The diamond you slipped on my finger that wintry night in June flashed promise and hope. The dream of manly boots next to my fluffy slippers. A line full of nappies and a cradle to rock. The joy of a family to cook for, a family to love.

That last night we danced and clung to each other before we hurried home to the rented two-roomed flat. The next morning the gate squeaked and I wept into my pillow.

I quietly read the words forever-inscribed in stone. To the imperishable memory of the soldiers of this district that gave their lives… Simple heartfelt words from a grateful community. I am always surprised at his simplicity. This is not an ostentatious crowded statue with flags flying and rifles raised in anger.

Here is one solitary soldier standing upright and alone, hand gripping his rifle barrel, the butt resting on the ground. At ease, but ready and waiting for…, what?

I have never known war, but when I gaze at him I can smell the acrid smoke, hear the whistle of shells and the cries as mates fall. I have lived my life under sunny skies and yet I can identify with his quiet sadness, his overwhelming sense of loss. The telegram read, ‘We regret to inform you that corporal T K Wells VX1068 of the AIF Infantry…’ I thought of planting a tree. At least then there would be something living and growing.

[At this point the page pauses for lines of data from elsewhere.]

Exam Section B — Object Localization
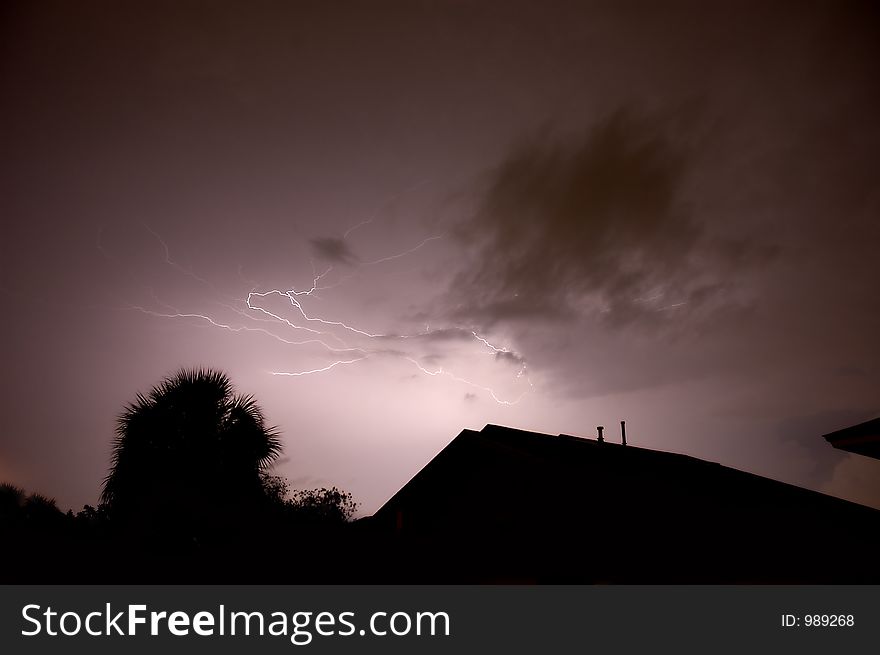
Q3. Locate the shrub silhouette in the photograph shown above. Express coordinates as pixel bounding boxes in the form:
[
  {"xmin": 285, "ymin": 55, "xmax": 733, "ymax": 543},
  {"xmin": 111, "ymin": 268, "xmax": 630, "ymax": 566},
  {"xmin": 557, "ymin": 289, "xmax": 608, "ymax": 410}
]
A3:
[{"xmin": 102, "ymin": 369, "xmax": 281, "ymax": 540}]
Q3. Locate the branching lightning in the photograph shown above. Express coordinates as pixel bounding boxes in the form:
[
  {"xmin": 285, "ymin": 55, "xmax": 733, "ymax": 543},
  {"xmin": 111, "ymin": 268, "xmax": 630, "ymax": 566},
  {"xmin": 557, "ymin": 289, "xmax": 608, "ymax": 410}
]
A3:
[{"xmin": 124, "ymin": 218, "xmax": 533, "ymax": 405}]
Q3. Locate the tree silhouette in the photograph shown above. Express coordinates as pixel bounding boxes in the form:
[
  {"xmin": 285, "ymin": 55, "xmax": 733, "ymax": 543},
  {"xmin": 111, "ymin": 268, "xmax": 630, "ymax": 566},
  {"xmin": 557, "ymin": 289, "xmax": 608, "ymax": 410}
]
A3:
[{"xmin": 102, "ymin": 369, "xmax": 281, "ymax": 538}]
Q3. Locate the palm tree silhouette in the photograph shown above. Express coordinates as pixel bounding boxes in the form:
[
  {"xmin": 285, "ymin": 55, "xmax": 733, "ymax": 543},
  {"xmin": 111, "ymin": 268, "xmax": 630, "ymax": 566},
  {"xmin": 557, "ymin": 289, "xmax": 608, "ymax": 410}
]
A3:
[{"xmin": 102, "ymin": 369, "xmax": 281, "ymax": 537}]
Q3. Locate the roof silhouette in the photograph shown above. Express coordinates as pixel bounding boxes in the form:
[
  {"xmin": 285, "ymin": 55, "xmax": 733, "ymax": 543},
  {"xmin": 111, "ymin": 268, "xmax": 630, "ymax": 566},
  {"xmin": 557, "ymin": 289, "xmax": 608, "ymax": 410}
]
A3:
[
  {"xmin": 370, "ymin": 425, "xmax": 880, "ymax": 583},
  {"xmin": 824, "ymin": 418, "xmax": 880, "ymax": 459}
]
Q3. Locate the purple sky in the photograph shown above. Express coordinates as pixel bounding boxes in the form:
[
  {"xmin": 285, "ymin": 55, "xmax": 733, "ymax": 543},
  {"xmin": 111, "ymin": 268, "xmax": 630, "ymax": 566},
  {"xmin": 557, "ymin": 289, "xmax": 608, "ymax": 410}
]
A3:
[{"xmin": 0, "ymin": 0, "xmax": 880, "ymax": 513}]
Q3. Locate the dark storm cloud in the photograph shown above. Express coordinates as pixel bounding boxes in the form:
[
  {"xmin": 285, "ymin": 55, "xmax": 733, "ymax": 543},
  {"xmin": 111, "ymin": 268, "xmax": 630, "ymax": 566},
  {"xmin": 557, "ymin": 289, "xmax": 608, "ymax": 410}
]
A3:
[
  {"xmin": 455, "ymin": 110, "xmax": 768, "ymax": 334},
  {"xmin": 309, "ymin": 237, "xmax": 359, "ymax": 265}
]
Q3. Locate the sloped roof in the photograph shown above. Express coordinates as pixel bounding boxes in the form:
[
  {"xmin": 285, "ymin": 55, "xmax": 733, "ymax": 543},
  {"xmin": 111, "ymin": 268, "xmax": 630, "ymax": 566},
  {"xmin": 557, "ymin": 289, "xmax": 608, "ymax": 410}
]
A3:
[
  {"xmin": 823, "ymin": 418, "xmax": 880, "ymax": 459},
  {"xmin": 373, "ymin": 425, "xmax": 880, "ymax": 583}
]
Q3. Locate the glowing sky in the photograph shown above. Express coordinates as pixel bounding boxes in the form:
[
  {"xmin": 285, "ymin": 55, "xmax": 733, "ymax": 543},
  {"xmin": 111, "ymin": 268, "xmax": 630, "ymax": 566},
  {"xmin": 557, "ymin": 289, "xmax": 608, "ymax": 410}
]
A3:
[{"xmin": 0, "ymin": 0, "xmax": 880, "ymax": 513}]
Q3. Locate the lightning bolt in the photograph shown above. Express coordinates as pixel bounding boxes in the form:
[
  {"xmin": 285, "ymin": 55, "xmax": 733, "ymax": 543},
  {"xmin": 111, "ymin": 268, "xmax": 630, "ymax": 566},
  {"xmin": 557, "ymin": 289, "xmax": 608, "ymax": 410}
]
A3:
[{"xmin": 128, "ymin": 218, "xmax": 533, "ymax": 405}]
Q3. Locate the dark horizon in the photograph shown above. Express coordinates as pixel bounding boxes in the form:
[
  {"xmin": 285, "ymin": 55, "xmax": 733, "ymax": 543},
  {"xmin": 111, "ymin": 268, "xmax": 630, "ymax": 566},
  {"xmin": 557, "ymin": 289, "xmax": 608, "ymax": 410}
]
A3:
[{"xmin": 0, "ymin": 0, "xmax": 880, "ymax": 515}]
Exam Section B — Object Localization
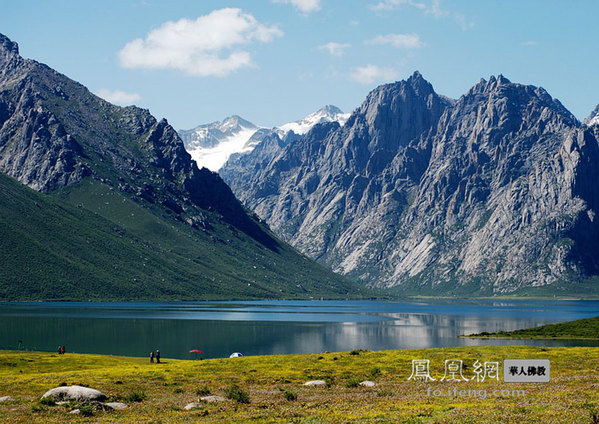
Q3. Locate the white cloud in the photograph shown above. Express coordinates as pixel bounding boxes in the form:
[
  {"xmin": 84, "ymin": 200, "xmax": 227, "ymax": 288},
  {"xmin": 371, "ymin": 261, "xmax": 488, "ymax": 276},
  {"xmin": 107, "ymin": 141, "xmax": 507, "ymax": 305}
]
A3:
[
  {"xmin": 271, "ymin": 0, "xmax": 321, "ymax": 14},
  {"xmin": 369, "ymin": 0, "xmax": 474, "ymax": 31},
  {"xmin": 366, "ymin": 34, "xmax": 426, "ymax": 49},
  {"xmin": 317, "ymin": 41, "xmax": 351, "ymax": 57},
  {"xmin": 96, "ymin": 88, "xmax": 141, "ymax": 106},
  {"xmin": 349, "ymin": 65, "xmax": 397, "ymax": 84},
  {"xmin": 118, "ymin": 8, "xmax": 283, "ymax": 77}
]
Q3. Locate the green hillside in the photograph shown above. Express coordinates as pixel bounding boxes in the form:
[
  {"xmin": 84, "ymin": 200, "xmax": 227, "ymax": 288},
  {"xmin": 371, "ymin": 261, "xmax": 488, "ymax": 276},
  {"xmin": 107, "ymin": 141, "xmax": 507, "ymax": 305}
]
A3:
[{"xmin": 0, "ymin": 173, "xmax": 367, "ymax": 300}]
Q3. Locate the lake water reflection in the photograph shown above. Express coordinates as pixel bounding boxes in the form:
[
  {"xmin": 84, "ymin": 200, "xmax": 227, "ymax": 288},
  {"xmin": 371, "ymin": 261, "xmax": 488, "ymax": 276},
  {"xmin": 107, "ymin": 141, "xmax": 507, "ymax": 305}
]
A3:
[{"xmin": 0, "ymin": 299, "xmax": 599, "ymax": 359}]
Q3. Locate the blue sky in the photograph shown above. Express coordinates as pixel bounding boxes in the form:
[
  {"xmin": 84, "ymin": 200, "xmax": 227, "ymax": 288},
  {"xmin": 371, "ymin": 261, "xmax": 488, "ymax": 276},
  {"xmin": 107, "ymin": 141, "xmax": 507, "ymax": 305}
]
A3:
[{"xmin": 0, "ymin": 0, "xmax": 599, "ymax": 129}]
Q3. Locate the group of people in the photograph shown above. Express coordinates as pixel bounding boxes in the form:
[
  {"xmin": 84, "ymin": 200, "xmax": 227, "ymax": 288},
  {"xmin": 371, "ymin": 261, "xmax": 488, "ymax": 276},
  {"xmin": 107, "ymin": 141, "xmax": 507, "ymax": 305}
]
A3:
[{"xmin": 150, "ymin": 349, "xmax": 160, "ymax": 364}]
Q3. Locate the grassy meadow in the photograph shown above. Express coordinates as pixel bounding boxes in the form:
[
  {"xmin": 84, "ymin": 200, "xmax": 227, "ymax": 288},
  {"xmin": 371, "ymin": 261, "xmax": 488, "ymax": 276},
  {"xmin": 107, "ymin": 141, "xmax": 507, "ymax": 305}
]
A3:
[{"xmin": 0, "ymin": 346, "xmax": 599, "ymax": 423}]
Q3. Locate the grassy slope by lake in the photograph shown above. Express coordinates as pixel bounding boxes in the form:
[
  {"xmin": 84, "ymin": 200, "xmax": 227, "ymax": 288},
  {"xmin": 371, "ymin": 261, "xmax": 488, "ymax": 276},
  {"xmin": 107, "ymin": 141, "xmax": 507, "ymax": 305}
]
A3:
[
  {"xmin": 0, "ymin": 346, "xmax": 599, "ymax": 423},
  {"xmin": 0, "ymin": 173, "xmax": 373, "ymax": 301},
  {"xmin": 461, "ymin": 317, "xmax": 599, "ymax": 340}
]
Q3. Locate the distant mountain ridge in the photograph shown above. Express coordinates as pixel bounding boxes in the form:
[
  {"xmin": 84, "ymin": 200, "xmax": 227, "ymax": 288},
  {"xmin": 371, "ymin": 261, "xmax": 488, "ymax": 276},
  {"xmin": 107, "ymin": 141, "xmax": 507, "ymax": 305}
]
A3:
[
  {"xmin": 220, "ymin": 72, "xmax": 599, "ymax": 295},
  {"xmin": 0, "ymin": 35, "xmax": 362, "ymax": 300},
  {"xmin": 179, "ymin": 105, "xmax": 349, "ymax": 172}
]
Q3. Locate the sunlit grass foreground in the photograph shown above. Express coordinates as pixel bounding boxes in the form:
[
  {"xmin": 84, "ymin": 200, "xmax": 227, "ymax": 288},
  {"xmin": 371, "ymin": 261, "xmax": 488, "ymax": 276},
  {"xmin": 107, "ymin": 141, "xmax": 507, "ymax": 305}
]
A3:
[{"xmin": 0, "ymin": 346, "xmax": 599, "ymax": 423}]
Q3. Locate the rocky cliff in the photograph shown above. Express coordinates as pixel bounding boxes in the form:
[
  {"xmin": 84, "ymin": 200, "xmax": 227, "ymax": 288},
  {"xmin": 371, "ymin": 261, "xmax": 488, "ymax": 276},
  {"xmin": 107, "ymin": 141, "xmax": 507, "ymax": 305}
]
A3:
[{"xmin": 223, "ymin": 72, "xmax": 599, "ymax": 294}]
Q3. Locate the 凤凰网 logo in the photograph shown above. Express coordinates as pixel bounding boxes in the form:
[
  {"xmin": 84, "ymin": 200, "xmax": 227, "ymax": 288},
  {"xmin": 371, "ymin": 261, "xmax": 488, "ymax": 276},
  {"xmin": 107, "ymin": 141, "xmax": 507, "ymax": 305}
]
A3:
[{"xmin": 408, "ymin": 359, "xmax": 551, "ymax": 383}]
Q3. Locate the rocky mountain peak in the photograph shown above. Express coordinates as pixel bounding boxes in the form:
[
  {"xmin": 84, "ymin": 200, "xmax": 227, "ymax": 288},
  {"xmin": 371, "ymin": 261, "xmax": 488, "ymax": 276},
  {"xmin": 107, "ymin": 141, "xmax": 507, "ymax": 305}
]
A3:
[
  {"xmin": 0, "ymin": 34, "xmax": 19, "ymax": 54},
  {"xmin": 583, "ymin": 105, "xmax": 599, "ymax": 127}
]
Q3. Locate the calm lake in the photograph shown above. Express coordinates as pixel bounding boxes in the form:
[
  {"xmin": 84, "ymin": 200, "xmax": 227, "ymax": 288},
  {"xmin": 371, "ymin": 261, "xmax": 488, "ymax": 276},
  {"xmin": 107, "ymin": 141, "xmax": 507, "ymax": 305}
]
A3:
[{"xmin": 0, "ymin": 299, "xmax": 599, "ymax": 359}]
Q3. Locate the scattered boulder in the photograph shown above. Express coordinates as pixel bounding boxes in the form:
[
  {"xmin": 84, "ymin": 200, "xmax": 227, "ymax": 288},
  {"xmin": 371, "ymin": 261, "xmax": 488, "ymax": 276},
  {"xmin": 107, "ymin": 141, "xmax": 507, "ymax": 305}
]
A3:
[
  {"xmin": 304, "ymin": 380, "xmax": 327, "ymax": 387},
  {"xmin": 104, "ymin": 402, "xmax": 129, "ymax": 410},
  {"xmin": 42, "ymin": 386, "xmax": 107, "ymax": 402},
  {"xmin": 360, "ymin": 380, "xmax": 376, "ymax": 387},
  {"xmin": 183, "ymin": 402, "xmax": 202, "ymax": 411},
  {"xmin": 200, "ymin": 395, "xmax": 228, "ymax": 402}
]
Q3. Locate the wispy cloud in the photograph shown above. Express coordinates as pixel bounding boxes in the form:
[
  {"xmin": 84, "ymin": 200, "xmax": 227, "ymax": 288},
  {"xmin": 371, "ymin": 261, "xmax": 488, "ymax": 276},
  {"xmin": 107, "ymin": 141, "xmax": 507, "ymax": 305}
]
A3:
[
  {"xmin": 271, "ymin": 0, "xmax": 322, "ymax": 14},
  {"xmin": 349, "ymin": 65, "xmax": 397, "ymax": 84},
  {"xmin": 96, "ymin": 88, "xmax": 141, "ymax": 106},
  {"xmin": 369, "ymin": 0, "xmax": 426, "ymax": 12},
  {"xmin": 316, "ymin": 41, "xmax": 351, "ymax": 57},
  {"xmin": 369, "ymin": 0, "xmax": 474, "ymax": 31},
  {"xmin": 118, "ymin": 8, "xmax": 283, "ymax": 77},
  {"xmin": 366, "ymin": 34, "xmax": 426, "ymax": 49}
]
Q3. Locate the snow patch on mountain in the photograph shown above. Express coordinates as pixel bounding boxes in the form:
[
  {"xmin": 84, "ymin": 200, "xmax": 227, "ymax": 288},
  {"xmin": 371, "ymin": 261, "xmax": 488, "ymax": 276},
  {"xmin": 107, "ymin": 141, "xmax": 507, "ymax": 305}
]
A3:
[
  {"xmin": 188, "ymin": 128, "xmax": 258, "ymax": 172},
  {"xmin": 179, "ymin": 105, "xmax": 350, "ymax": 172},
  {"xmin": 278, "ymin": 105, "xmax": 350, "ymax": 135}
]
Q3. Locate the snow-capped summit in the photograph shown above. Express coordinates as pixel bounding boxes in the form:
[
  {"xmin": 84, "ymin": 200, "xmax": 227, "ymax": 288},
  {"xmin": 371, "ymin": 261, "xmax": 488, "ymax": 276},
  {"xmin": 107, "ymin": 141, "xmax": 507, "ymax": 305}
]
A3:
[
  {"xmin": 179, "ymin": 105, "xmax": 350, "ymax": 172},
  {"xmin": 278, "ymin": 105, "xmax": 350, "ymax": 134},
  {"xmin": 179, "ymin": 115, "xmax": 259, "ymax": 171}
]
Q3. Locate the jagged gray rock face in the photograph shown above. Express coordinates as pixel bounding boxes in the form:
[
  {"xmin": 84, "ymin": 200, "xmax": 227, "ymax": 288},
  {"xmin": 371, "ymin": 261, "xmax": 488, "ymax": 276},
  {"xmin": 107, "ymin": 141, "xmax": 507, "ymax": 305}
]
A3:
[
  {"xmin": 222, "ymin": 73, "xmax": 599, "ymax": 294},
  {"xmin": 583, "ymin": 105, "xmax": 599, "ymax": 127},
  {"xmin": 0, "ymin": 34, "xmax": 276, "ymax": 243}
]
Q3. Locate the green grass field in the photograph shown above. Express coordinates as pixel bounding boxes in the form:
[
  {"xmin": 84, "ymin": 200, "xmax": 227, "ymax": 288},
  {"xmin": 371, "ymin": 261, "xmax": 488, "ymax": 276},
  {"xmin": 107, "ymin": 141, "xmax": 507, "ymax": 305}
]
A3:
[
  {"xmin": 463, "ymin": 317, "xmax": 599, "ymax": 340},
  {"xmin": 0, "ymin": 346, "xmax": 599, "ymax": 423}
]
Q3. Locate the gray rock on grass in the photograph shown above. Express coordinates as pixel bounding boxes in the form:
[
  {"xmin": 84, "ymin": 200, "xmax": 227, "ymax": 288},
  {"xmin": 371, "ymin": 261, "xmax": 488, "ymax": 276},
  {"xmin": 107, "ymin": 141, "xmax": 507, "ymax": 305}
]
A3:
[
  {"xmin": 304, "ymin": 380, "xmax": 327, "ymax": 387},
  {"xmin": 200, "ymin": 395, "xmax": 228, "ymax": 402},
  {"xmin": 42, "ymin": 386, "xmax": 107, "ymax": 402},
  {"xmin": 104, "ymin": 402, "xmax": 129, "ymax": 411}
]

Recently I drove in heated comfort past an Avenue of Honour where row upon military row of silent trees flashed past in the kaki haze of a misty morning. Tall old trees, some over fifty years, planted when young soldiers fell. They no longer stood at the edge of endless paddocks. Ballarat was running out to embrace them, to include them into the teeming life of what is now a city. There were so many trees. Each one a son, daughter or husband and I saw the ghosts of their kin stretching back as far as the horizon. Like a stone in a pond, so may lives caught up, like mine, in the far-reaching circles of the wars to end all wars.

I was shell-shocked for months until it finally seeped into my unwilling brain that you would never again be by my side, your arm around my waist as you kissed everything better. But life goes on and I have known love. Not your love but the worn tartan slippers beside mine in front of the dying fire are comfortable.

I shiver as I gaze up at the long list of names etched into cold stone and run trembling fingers over the rough rock. So many did not survive to witness this new millennium, to drink in the beauty of spring blossoms, or to come here year after year. I gaze up at his strong young face and wonder what he would think of my knotted veined hand pressed against my heart. Time shall not weary them…

The glow in the west bathes him in gold as I sit and dream. And there’s talk about moving him. Some people want a car park, others, townhouses with sweeping bay views. Cart him away to some easily forgotten spot? Over my dead body. I’ll not let them take my soldier. Not this time.